Moments after state lawmakers rung in the 2022 legislative session Monday, Assemblymember Lorena Gonzalez — who for years has been one of the state Capitol’s most powerful players — announced she will step down Wednesday to prepare to assume leadership in July of the California Labor Federation, an influential alliance of unions representing about 2.1 million workers.
“It wasn’t a tough decision after everything I’ve been through in the last few months,” Gonzalez told Alexei Koseff, who started Monday as CalMatters’ new Capitol reporter and contributed to this dispatch.
Gonzalez was diagnosed last year with breast cancer and recently underwent a mastectomy and a series of other surgeries, tweeting updates from her hospital bed.
- Gonzalez told Alexei: “You do a lot of introspection, and my life’s work is with the labor movement and with workers.”
Gonzalez has been the labor movement’s most prominent and vocal champion at the Capitol since her election in 2013. Unafraid of Twitter confrontations — as exemplified by her now-infamous tweet “F*ck Elon Musk” — and taking on Silicon Valley gig-economy titans, Gonzalez has steered significant union victories through the Legislature, including a bill that made it harder for companies like Uber and Lyft to define their workers as independent contractors and a bill that targets warehouse speed quotas used by companies like Amazon.

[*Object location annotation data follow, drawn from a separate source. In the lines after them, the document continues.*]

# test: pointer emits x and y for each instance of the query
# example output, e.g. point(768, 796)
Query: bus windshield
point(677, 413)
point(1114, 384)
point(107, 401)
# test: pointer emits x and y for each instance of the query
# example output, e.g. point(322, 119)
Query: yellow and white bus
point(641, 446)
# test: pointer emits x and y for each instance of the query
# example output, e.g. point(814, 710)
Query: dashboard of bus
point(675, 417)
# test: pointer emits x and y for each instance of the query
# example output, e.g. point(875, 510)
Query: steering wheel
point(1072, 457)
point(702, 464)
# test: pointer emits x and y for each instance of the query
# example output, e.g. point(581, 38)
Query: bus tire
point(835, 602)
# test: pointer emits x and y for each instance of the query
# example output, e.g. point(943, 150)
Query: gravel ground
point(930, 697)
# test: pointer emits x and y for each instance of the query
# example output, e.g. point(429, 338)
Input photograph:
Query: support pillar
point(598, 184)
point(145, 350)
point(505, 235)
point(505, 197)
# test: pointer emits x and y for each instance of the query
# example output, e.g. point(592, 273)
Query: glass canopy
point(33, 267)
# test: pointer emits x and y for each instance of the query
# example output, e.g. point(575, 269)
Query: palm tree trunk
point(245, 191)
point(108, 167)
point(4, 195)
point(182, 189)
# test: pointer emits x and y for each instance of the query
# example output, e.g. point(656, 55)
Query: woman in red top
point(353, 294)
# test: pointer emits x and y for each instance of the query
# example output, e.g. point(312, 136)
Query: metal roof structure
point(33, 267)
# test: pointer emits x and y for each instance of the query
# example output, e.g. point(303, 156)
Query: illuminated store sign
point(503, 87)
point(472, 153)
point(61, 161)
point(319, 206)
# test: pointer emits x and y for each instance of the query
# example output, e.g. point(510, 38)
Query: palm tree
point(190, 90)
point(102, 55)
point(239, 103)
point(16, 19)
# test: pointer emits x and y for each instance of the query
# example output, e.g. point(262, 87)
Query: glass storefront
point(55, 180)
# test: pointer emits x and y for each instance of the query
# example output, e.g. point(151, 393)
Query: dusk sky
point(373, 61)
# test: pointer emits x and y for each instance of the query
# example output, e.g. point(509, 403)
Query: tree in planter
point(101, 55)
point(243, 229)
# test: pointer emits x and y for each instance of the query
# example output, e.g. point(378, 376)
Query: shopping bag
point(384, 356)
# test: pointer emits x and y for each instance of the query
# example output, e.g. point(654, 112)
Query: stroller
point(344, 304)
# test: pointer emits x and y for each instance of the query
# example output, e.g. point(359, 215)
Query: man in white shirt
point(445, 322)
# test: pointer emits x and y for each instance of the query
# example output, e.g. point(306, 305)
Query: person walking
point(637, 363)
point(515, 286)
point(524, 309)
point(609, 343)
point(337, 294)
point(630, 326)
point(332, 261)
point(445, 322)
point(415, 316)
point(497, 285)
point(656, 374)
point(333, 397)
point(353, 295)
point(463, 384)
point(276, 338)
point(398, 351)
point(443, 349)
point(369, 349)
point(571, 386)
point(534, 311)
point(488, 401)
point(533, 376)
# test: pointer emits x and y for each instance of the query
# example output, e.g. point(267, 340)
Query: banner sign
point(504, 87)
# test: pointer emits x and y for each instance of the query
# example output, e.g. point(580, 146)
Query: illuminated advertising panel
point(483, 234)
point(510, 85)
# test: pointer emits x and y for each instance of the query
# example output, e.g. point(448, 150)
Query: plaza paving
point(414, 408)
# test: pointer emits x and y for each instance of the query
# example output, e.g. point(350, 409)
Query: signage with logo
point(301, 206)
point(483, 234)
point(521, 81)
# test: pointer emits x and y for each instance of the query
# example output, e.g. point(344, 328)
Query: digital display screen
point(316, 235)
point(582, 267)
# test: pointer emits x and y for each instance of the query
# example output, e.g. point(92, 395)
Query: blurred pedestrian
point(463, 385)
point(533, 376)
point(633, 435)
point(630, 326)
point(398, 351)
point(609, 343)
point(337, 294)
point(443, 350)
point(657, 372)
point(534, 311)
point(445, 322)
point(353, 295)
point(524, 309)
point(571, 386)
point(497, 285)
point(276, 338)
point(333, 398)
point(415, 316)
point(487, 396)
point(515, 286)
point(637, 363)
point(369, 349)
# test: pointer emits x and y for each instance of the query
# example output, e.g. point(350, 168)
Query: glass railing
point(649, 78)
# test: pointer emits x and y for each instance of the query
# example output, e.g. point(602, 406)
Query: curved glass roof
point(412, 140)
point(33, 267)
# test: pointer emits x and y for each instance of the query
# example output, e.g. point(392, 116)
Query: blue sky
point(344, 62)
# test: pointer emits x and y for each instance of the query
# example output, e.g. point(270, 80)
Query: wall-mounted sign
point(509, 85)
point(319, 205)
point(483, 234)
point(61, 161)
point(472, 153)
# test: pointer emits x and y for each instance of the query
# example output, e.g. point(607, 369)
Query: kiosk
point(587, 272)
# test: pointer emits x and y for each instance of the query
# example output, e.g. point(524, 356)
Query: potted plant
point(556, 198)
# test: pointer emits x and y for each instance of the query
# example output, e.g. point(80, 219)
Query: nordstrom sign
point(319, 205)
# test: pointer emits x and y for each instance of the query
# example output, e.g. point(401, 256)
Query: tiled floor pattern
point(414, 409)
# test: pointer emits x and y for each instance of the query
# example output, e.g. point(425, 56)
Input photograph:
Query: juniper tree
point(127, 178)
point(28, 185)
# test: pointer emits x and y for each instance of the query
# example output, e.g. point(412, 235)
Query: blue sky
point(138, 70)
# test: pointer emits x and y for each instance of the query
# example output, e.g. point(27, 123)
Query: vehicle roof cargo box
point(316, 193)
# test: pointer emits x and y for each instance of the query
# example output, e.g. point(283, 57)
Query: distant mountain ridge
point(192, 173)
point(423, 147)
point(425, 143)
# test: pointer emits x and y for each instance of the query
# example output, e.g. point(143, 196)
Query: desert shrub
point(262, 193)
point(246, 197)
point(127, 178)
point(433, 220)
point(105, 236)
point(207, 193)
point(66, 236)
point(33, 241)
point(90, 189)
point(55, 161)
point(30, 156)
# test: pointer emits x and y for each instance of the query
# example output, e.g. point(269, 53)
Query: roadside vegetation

As leader of the Assembly Appropriations Committee, through which nearly all major bills must pass for fiscal review, Gonzalez also exerted outsized influence on the legislative agenda. (On Monday, Assembly Speaker Anthony Rendon announced that Assemblymember Chris Holden, a Pasadena Democrat, will take over the committee.)
But Gonzalez, who would have termed out of the Legislature in 2024, faced narrowing options for her next act. She had planned to run this year for secretary of state — until Gov. Gavin Newsom appointed Shirley Weber to fill the position in late 2020. And under newly-redrawn legislative maps, Gonzalez would have had to move districts or run against another sitting assemblymember, Weber’s daughter Akilah Weber, for her final two-year term.
While plenty of other Democratic lawmakers will likely assume the mantle of organized labor — including state Sens. Connie Leyva of Chino and Maria Elena Durazo of Los Angeles, both former union leaders — Gonzalez’s departure could have significant implications for legislative business.
And it could affect one of her closest allies, Rendon, whose leadership is facing its most direct challenge since his colleagues elected him to the position in 2016.
Rendon in November stripped a potential rival, Democratic Assemblymember Evan Low of Campbell, of his committee leadership post amid rumors that Low was working behind the scenes to replace Rendon.
- Gonzalez told Alexei: “I don’t think (Rendon is) vulnerable at all. … I think a lot of people have lofty goals of seeing themselves in a position of power but haven’t done the work to necessarily hold that position. … When you have the votes to take out the Speaker, you don’t run around telling rumors that you have the votes to take out the Speaker. You actually do it.”